Voices being heard: An Advent story of migrants and fair-labor tomatoes

Usually when we gather with family and friends we share a meal. Feasts are part of community celebrations, symbols of the reign of God and even of the world to come. All over the globe we gather around the Eucharistic table. There is something sacred about breaking bread together that strengthens our connections with one another.

December 18 is International Migrants Day. It’s a day set aside to become more aware of migrants, their struggles and for recognizing their contributions. Many of these international migrants are intricately involved in bringing food to our tables. “And yet, this important population remains largely invisible and unheard in society,” Ban Ki-moon, Secretary General of the U.N., reminded us in last year’s message.

So it also seems a fitting time to tell a story with a plot line involving migrants, food and strengthening connections. It’s really an Advent story: the invisible becoming visible, voices being heard, people expanding tables and the reign of God growing in our midst. It’s about active patient hope. Perhaps some of you will recognize yourselves as characters in this story because you’ve participated along the way. And it’s an adventure whose ending has yet to be written: We all still have an opportunity to join in its telling.

It’s the remarkable and hope-filled story of the Coalition of Immokalee Workers (CIW) in Florida.

CIW traces its beginning to 1993 when a few farmworkers gathering in a room at Our Lady of Guadalupe parish in Immokalee began organizing to address their working conditions, low pay and to advocate for their human rights.

The parish had already been active in ministering to the workers. Women religious from several communities including the School Sisters of Notre Dame and the Religious of the Sacred Heart of Mary, came in the 1970s and ‘80s to meet the needs of the people, serving in schools and health clinics, providing social and legal services, establishing soup kitchens and shelters and helping organize to better the conditions in the community. But the farmworkers themselves initiated CIW. That’s the crux of the story, what makes it important and the movement successful. Over the years the farmworkers were primarily from Mexico, Guatemala and Haiti.

The Coalition of Immokalee Workers’ history is an amazing study in the strategies of nonviolence and community building, employing work stoppages, hunger strikes and marches. They did their homework about the food industry, the supply chain and the economic dynamics forcing down the wages of tomato pickers. How many of us endorsed and participated in the four-year long national boycott of Taco Bell beginning in 2001? It demanded fair wages and better working conditions for the tomato pickers. The Fair Food Campaign was born and spread with agreements also being signed by McDonald’s, Burger King and Subway. They expanded into the supermarket arena: Whole Foods and Trader Joe’s signed on. Campaigns continue to get Publix, Kroger and AholdUSA to sign.
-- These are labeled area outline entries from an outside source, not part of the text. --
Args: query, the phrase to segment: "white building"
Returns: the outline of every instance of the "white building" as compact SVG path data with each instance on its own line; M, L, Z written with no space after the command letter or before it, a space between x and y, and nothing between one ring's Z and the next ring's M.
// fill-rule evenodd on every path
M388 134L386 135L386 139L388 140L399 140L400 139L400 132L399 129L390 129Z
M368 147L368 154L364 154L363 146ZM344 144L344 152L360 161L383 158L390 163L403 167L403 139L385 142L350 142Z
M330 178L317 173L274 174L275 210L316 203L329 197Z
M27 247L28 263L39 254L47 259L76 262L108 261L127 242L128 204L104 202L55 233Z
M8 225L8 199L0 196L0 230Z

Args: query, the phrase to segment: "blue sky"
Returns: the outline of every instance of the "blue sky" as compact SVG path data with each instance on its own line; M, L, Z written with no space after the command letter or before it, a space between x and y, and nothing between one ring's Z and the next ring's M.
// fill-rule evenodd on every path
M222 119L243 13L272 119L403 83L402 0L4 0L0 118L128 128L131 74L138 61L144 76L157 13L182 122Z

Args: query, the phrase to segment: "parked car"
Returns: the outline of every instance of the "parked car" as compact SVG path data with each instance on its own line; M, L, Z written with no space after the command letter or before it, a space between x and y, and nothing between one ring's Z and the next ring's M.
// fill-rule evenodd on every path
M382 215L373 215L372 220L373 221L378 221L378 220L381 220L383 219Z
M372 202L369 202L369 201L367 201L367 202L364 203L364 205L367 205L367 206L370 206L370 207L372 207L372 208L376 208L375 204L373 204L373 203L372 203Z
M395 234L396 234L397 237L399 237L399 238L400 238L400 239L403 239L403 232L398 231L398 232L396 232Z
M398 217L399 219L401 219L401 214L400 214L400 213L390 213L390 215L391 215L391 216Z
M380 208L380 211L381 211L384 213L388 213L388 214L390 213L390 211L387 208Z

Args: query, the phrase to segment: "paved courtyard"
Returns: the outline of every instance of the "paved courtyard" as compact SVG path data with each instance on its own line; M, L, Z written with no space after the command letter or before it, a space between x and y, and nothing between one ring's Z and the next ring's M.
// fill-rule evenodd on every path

Meanwhile the CIW was also negotiating with the growers, and in late 2010 the CIW signed a groundbreaking agreement with the Florida Tomato Growers Exchange, covering over 90 percent of the Florida tomato industry. With this, the worker-driven Fair Food Program was launched with a “strict Fair Foods Fair Foods Code of Conduct, a cooperative complaint resolution system, a participatory health and safety program, and a worker-to-worker education process.” Compliance is monitored by a third party, The Fair Foods Standards Council. Chipotle Mexican Grill signed on in 2012 and Walmart in January of 2014.

Since the early 1990s CIW has also been engaged in investigating, exposing and assisting with the prosecution of abuses of workers especially labor trafficking and sexual exploitation of women workers with their Anti-Slavery Campaign. Their efforts were instrumental in the passage of the 2000 Trafficking Victims Protection Act. An integral part of the Fair Food Program is prevent abuse of workers.

We consumers have an important role to play: choosing what we buy. First of all, this takes awareness on our part. Where is our food coming from? Who is harvesting it? What is happening to our sisters and brothers? Are they being treated fairly? It’s a global concern.

I just learned about the new documentary film “Food Chains” about the CIW which was just released in November. It’s getting rave reviews. Or check out The Los Angeles Times four-part series (Dec. 7-14) “Product of Mexico” about the lives of those whose labor provide produce for our tables in the U.S.

CIW’s “Worker-driven Social Responsibility” model is a win-win-win-win for workers, growers, retailers and consumers alike. It’s holistic; recognizing we’re all in this together. It strengthens our connections. And it’s paying off. It’s a model worth spreading to other sectors of the economy and to other regions of the U.S. and to other countries.

Let us give thanks.

[Jan Cebula, OSF, is liaison to women religious in the United States for Global Sisters Report.]